My first exercise in creative fiction had been my journal. I’d known from the day I asked my mom to buy me a diary that she’d be reading it. So with poetic imagination, I began to spill my life’s fabricated details onto the speckled black-and-white notebook. I wrote for the church newsletter. I rewrote biblical parables in a modern setting. I wrote for class. And then when I started college, I’d begun working on a novel. I was a junior when I sent out my first query letter, and a junior when I received my first rejection. I knew my odds of getting struck by lightning were higher than my chances of being published, but I continued writing anyway, launching into the second novel in a series that would never see the light of day.
My first six months in Colombia were peppered with rejection letters, but Caliban had encouraged me to keep trying. He’d said the agents, editors, and publishers who passed on it weren’t a good enough fit, which felt like a painful mockery from my own ego. He told me he was certain something great was right around the corner. That if I just held on…
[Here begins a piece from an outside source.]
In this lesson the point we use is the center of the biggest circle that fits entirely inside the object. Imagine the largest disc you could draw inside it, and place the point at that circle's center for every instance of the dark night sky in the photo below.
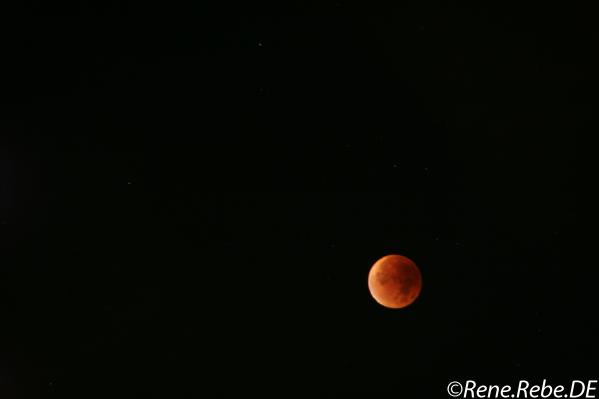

Now here I was, rum-drunk in the dead of winter, staring at the same email that had sent me into a tailspin hours earlier. An agent wanted to represent me. Not just any agent. Julian Asher. The woman with a list of blockbuster authors and number one bestsellers longer than my phone number. She’dloved the first book so much that she immediately asked if there was more and was thrilled to learn that I was already sitting on an unpolished draft of the second book.
“We need to do something,” I said. “We need music. I’ll make cocktails. I’ll get us dinner. Or whatever meal happens after midnight.”
I may have continued rambling, talking a mile a minute before he said, “You know precisely what I like to eat.”
My face heated.
We used to make each other laugh. He’d been terribly funny, wise, patient, and clever. But every time I cracked up at a joke alone in my home, it would take only a second for the mood to turn, my face to fall, my heart to cool. He’d said time and time again that it made him sad to make me sad, so our bouts of laughter became fewer and further between as we walked a tight rope of conversation that wouldn’t set me off.
I closed my laptop and turned toward the thick shadow, always regretting when I did. It was easier to stay pointed away from the empty space. I closed my eyes, resting my elbow on the counter and propping up my chin. I allowed the silence to stretch between us, and he didn’t prod.
He knew when my mind was working.
What a sensation to know someone well enough to hear the cadence of their silence. I knew his mouth turned down in a gentle frown simply from the shift in energy. Though he didn’t rush me to speak, I sensed he knew he wouldn’t like what I was about to say.